Log-to-trace correlation
When a log record includes a trace_id, AgentVista links it to the corresponding trace. From the log explorer, click any log line that has a trace_id to open the full trace waterfall — including all AI spans and infrastructure spans that were active when the log was emitted.
This answers the question that separate tooling can’t: was this error caused by the agent logic, the LLM call, or the database?

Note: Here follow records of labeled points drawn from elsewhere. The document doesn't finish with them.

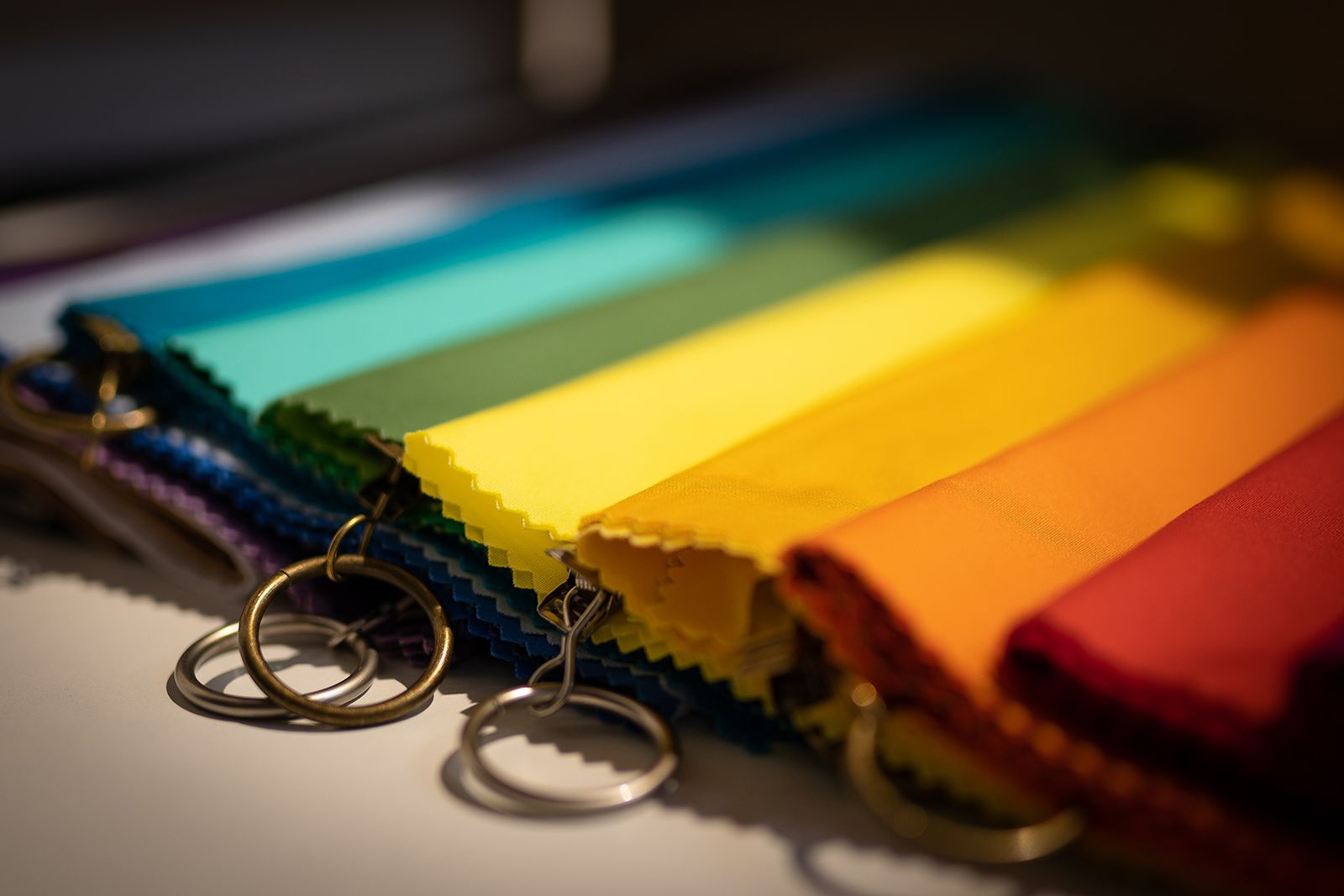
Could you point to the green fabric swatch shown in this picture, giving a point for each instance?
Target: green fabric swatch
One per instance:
(323, 427)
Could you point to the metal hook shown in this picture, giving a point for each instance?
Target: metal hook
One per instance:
(573, 633)
(118, 345)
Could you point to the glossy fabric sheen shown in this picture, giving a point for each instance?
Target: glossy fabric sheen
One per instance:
(264, 358)
(1200, 631)
(521, 490)
(687, 553)
(961, 560)
(324, 423)
(508, 202)
(920, 595)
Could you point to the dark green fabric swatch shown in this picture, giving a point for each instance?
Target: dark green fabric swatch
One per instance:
(323, 427)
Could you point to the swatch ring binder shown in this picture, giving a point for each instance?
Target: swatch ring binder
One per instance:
(394, 495)
(548, 699)
(354, 564)
(558, 801)
(277, 627)
(120, 352)
(938, 833)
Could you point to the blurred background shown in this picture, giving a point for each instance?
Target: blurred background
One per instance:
(123, 120)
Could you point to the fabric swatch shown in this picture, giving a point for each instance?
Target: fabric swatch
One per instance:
(658, 414)
(920, 595)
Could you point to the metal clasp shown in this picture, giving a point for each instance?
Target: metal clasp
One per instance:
(577, 607)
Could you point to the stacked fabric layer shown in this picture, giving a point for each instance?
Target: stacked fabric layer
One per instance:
(951, 396)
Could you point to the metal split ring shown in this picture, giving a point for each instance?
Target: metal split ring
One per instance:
(281, 626)
(568, 801)
(937, 833)
(420, 694)
(96, 425)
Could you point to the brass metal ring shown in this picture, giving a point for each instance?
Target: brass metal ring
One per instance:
(91, 425)
(937, 833)
(420, 694)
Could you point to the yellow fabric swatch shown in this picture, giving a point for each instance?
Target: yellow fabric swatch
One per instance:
(523, 474)
(687, 553)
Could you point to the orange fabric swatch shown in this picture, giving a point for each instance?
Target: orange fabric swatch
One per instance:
(918, 597)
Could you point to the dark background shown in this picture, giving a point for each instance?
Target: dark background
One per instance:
(114, 96)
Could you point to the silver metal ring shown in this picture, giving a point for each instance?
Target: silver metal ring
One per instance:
(375, 714)
(622, 794)
(277, 627)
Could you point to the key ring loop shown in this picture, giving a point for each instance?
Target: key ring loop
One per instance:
(937, 833)
(97, 425)
(420, 694)
(562, 801)
(277, 627)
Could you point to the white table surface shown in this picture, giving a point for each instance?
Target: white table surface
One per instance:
(109, 786)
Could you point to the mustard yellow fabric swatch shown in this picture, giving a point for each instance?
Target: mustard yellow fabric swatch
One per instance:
(687, 553)
(523, 474)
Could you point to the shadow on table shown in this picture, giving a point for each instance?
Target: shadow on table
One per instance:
(793, 794)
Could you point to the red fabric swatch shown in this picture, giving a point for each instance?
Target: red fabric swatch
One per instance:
(1189, 651)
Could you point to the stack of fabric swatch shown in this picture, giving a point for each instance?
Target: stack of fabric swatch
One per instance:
(1032, 429)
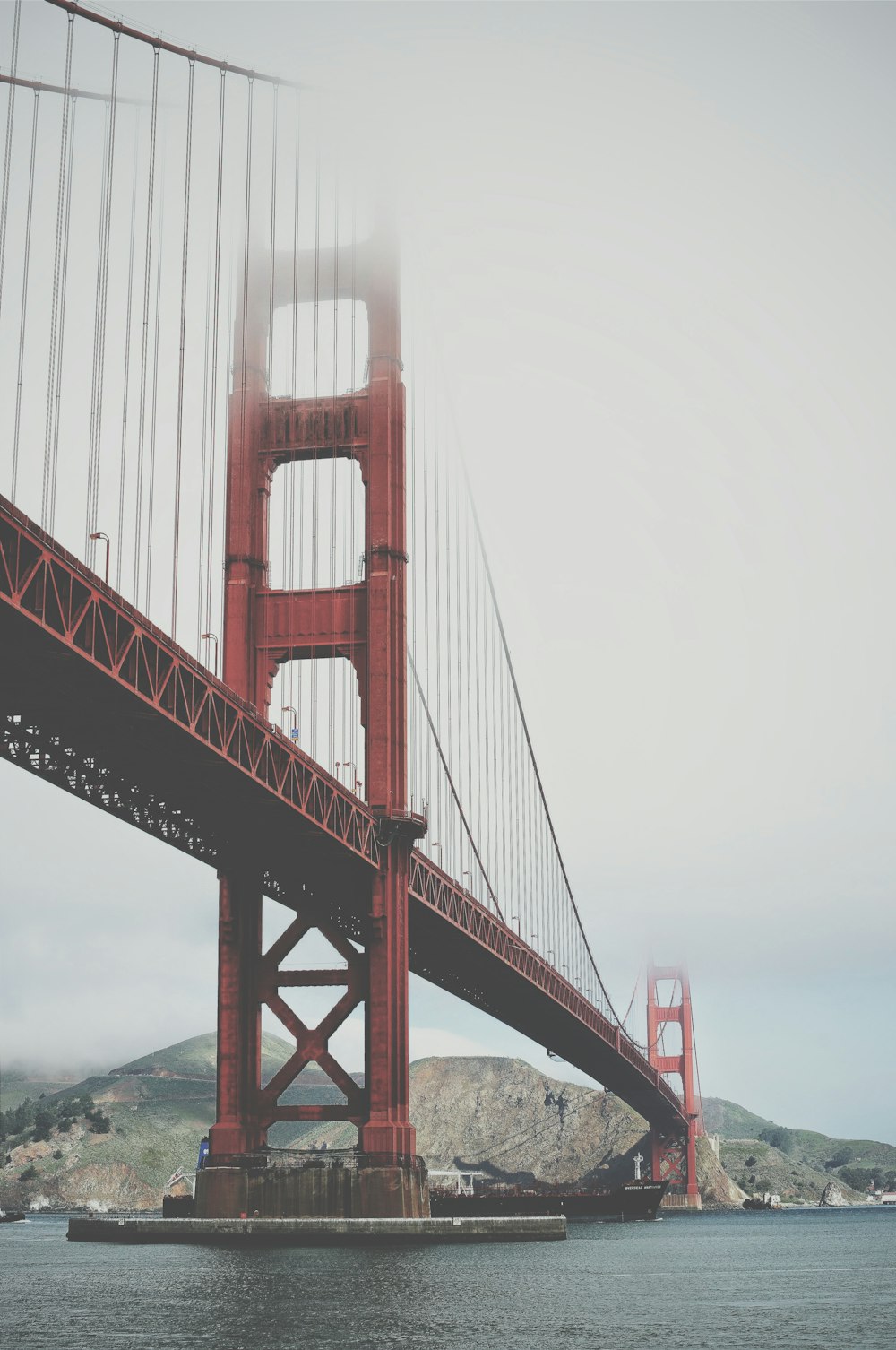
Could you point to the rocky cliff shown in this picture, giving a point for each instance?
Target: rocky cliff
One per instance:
(498, 1115)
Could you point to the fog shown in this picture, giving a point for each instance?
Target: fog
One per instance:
(653, 251)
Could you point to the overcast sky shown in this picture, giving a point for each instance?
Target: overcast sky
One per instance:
(659, 245)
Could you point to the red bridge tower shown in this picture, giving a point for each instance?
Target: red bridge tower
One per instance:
(675, 1155)
(366, 624)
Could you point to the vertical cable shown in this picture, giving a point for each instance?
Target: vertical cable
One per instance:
(144, 336)
(26, 266)
(7, 152)
(125, 387)
(64, 290)
(219, 192)
(57, 269)
(103, 290)
(178, 450)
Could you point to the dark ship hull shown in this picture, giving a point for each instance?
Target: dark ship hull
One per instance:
(633, 1200)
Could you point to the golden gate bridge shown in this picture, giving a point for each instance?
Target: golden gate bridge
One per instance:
(245, 597)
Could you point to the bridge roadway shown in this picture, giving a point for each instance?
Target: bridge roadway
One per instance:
(100, 702)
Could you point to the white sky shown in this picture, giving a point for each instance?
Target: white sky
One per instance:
(659, 243)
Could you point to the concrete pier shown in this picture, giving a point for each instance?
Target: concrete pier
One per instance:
(317, 1233)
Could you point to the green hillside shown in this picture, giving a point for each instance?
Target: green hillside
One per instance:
(196, 1059)
(114, 1139)
(730, 1121)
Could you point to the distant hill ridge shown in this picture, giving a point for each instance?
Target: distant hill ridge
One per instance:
(499, 1115)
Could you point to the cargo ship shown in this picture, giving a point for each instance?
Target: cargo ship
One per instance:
(631, 1200)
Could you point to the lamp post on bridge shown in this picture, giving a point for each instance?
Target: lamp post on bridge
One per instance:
(101, 535)
(212, 637)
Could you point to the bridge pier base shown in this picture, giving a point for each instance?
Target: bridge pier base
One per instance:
(360, 1187)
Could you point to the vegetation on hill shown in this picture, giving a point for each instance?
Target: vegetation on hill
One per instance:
(797, 1164)
(114, 1139)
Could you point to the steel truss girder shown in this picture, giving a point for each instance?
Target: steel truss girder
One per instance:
(51, 587)
(312, 1043)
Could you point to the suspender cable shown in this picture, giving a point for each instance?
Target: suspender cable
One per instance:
(7, 151)
(144, 336)
(24, 292)
(160, 45)
(64, 290)
(103, 285)
(57, 269)
(530, 746)
(215, 352)
(154, 399)
(453, 792)
(178, 451)
(125, 385)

When you can jump from an error-level log directly to the trace that contains it, the answer is usually obvious.
error log: "Timeout waiting for database response" (service: api, trace_id: a1b2c3d4)
↓
Trace a1b2c3d4:
[agent] "support-bot" 0ms ─────────────────────── 5200ms FAILED
[llm] "extract-intent" 10ms ────── 380ms
[tool] "fetch-ticket" 400ms ──────────────────── 5100ms FAILED
[db] "SELECT FROM tickets..." 400ms ─────────────────── 5000ms FAILED
↑ timeout here
Sending logs via OTLP
Add a logs pipeline to your Collector config (shown above) and point your application’s logging library at the Collector:
# Using the OpenTelemetry Python logging handler
from opentelemetry._logs import set_logger_provider
from opentelemetry.exporter.otlp.proto.grpc._log_exporter import OTLPLogExporter
from opentelemetry.sdk._logs import LoggerProvider, LoggingHandler
from opentelemetry.sdk._logs.export import BatchLogRecordProcessor
import logging
provider = LoggerProvider()
set_logger_provider(provider)
exporter = OTLPLogExporter(endpoint="http://localhost:4317", insecure=True)
provider.add_log_record_processor(BatchLogRecordProcessor(exporter))
handler = LoggingHandler(level=logging.INFO, logger_provider=provider)
logging.getLogger().addHandler(handler)
# Now all Python log calls flow to AgentVista via the Collector
logging.info("Ticket processed", extra={"ticket_id": "8821"})
logging.error("Database timeout", extra={"query": "SELECT...", "duration_ms": 5000})
// Using the OpenTelemetry JS logging SDK
import { LoggerProvider } from '@opentelemetry/sdk-logs';
import { OTLPLogExporter } from '@opentelemetry/exporter-logs-otlp-grpc';
import { BatchLogRecordProcessor } from '@opentelemetry/sdk-logs';
const provider = new LoggerProvider();
provider.addLogRecordProcessor(
new BatchLogRecordProcessor(
new OTLPLogExporter({ url: 'http://localhost:4317' })
)
);
const logger = provider.getLogger('my-service');
logger.emit({
severityText: 'INFO',
body: 'Ticket processed',
attributes: { ticket_id: '8821' },
});
If you already run Grafana, Loki, or another log aggregator, you can run both in parallel during migration. The OpenTelemetry Collector supports multiple exporters — point it at AgentVista and your existing destination simultaneously until you’re ready to consolidate.